Similar to Airbnb, the hostels displaced a lot of residents who needed affordable housing.
The story gave Lydia her first taste of studying urban spaces. “That news story, and other stories that followed from my years as a reporter, really set me off on this research path about neighborhoods. What do neighborhoods mean and how do the ways in which they are structured foster inequalities? What meanings do neighborhoods take on in our lives as spatial differences?”
Lydia followed that path to focus on housing and urban policy through internships with her own congressman’s office and in the Office of Urban Affairs. When she graduated from Columbia University with her bachelor’s degree, Lydia joined Nancy Pelosi’s office, working with her from 2011-2013.
Lydia chose to come to Michigan because of the uniqueness of LSA and the Ford School’s joint program. “There aren’t that many programs that bring sociology and policy together,” she said. “One of the things that I’ve long been really passionate about is thinking about the ways that research can inform policy and the ways that policy can inform research.”
“Sociology offers a toolkit that allows me to sharpen my analytical skills.”
Inequality and Detroit
During her time at Michigan, Lydia has worked with the Detroit Metro Area Community Study (DMACS), allowing her to take a more direct to the public and advocacy approach.
DMACS’ population sample includes almost 2,000 residents. “We have surveyed more Detroiters about what their work lives look like right now than most other comparable surveys, such as the current population survey, and we estimate a lot higher employment levels than a lot of other data.”
While unemployment in Detroit is high, Lydia said there are a lot of people who are unemployed who are actively seeking jobs, and a lot of employed people who are actively looking for something better.

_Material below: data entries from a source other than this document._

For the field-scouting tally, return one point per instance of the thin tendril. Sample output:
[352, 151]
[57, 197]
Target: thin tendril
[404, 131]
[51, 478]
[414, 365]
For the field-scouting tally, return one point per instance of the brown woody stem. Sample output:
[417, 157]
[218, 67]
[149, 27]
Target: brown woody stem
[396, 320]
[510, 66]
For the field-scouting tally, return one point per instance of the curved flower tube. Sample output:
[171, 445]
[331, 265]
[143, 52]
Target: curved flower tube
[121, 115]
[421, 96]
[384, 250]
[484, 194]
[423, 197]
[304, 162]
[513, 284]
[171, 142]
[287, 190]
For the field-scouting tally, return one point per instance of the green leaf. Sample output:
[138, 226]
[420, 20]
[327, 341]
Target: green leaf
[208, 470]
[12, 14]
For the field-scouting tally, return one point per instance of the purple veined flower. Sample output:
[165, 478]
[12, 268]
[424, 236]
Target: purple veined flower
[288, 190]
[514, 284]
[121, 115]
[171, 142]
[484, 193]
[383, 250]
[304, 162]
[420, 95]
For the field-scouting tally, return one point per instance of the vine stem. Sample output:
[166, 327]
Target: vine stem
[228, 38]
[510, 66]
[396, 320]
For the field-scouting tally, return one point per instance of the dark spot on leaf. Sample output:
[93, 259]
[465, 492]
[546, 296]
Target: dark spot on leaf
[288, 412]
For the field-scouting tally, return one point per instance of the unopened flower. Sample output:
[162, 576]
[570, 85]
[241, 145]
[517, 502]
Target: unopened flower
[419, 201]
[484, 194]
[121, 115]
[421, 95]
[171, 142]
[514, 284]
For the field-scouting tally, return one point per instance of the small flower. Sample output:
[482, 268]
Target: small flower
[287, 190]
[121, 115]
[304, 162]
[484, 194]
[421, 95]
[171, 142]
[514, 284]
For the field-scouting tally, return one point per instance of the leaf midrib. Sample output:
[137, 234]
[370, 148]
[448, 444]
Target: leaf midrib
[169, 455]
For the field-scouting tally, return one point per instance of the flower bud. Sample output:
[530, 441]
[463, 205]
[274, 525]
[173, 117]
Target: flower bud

“I think part of what we are finding in our data is that there is just a lot more nuance than is often applied to Detroit,” she said. “Depending on who you’re talking to – there is the Detroit that long-term residents have experienced and the Detroit that newcomers know. Some of that is based on where they live and some of that is just based on exposure.”
“Who has to weather the lean times, and who is able to capitalize on the progress and sacrifices that long-term residents have had to make?”
“A strength of DMACS is that it is able to capture a representative sample of people in Detroit. And we can learn a lot about how people are experiencing these different dynamics in the city – employment, unemployment, neighborhood development and evolution, different types of housing, deficiencies and evictions.”
Advocating for home repair in Detroit
During her time with DMACS, Lydia worked to quantify the need for home repair funding in the city.
“We find that home repair is probably an even more rampant form of housing insecurity than eviction or foreclosure, with really serious long-term ramifications,” she said. “If you can’t afford to keep your house in a livable state, then there are a lot of other things that happen down the road. The city of Detroit has invested a lot in home repair, but it might not be going to the right people or places.”
Part of the issue is that the funding the city offers targets seniors and people who are disabled “but there are a lot of people with kids and families who need housing repair as well, so we need to think more strategically about where these dollars go,” Lydia explained.
Lydia’s research is geared toward advocacy and what immediate policy levers can be pulled. As her dissertation sheds light on some of the mechanisms that perpetuate inequality, she hopes that her research will be useful to developers, politicians, and residents themselves as they think about urban policy.
After completing her program, Lydia will join the Mansueto Institute for Urban Innovation at the University of Chicago next year as a postdoctoral fellow.